Tout cela se passe inconsciemment et n’est pas nécessairement réfléchi. C’est un comportement adaptatif humain normal. Si vous deviez voyager dans un pays étranger, vous feriez de même, en observant les normes sociales reproduites par des habitants du pays. À travers différentes cultures, il est respectueux de la part d’un invité d’observer les coutumes des habitants. Maintenant, nous vivons tous dans un monde étranger auquel nous cherchons à adopter l coutumes.

Par contre dans ce cas, cet étrange nouveau monde n’est familier à personne.

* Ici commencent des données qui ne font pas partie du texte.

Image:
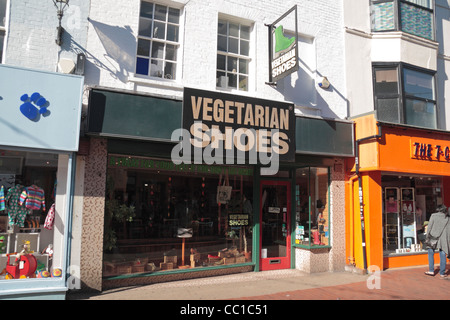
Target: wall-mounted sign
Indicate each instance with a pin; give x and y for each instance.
(431, 152)
(40, 110)
(283, 49)
(222, 127)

Personne n’est plus qualifié pour l’interpréter. Le temps est venu de raccorder tout cela à un fil conducteur, de remettre en contexte ce qui se passe afin d’y donner un sens qui puisse nous guider vers une action sage. Nous devons renverser la vapeur.

La bonne nouvelle est que le courage et l’inspiration sont aussi contagieux que la peur et le désespoir. Il est impératif que nous recherchions en nous-mêmes le courage de faire ce que nous devons faire pour assurer notre survie dans un monde de plus en plus tumultueux. Certains d’entre vous le nient peut-être, mais le vieux monde n’est pas sur le point de revenir. Les autres crises auxquelles le monde est confronté n’ont pas disparu lorsque le COVID-19 a frappé. Nous sommes toujours face à une crise écologique dont nous n’appercevons que la pointe de l’iceberg, sans parler d’une crise économique, la possibilité d’une guerre, etc. Nous détestons être les porteurs de mauvaises nouvelles, mais le scénario le plus probable pour les dix prochaines années est celui d’une suite de crises qui chacune coulent dans la suivante ou, si vous préférez, dans une crise continue. La phrase inquiétante «Winter is Coming» (ou l’hiver s’en vient) s’est avérée vraie et ce depuis un an déjà.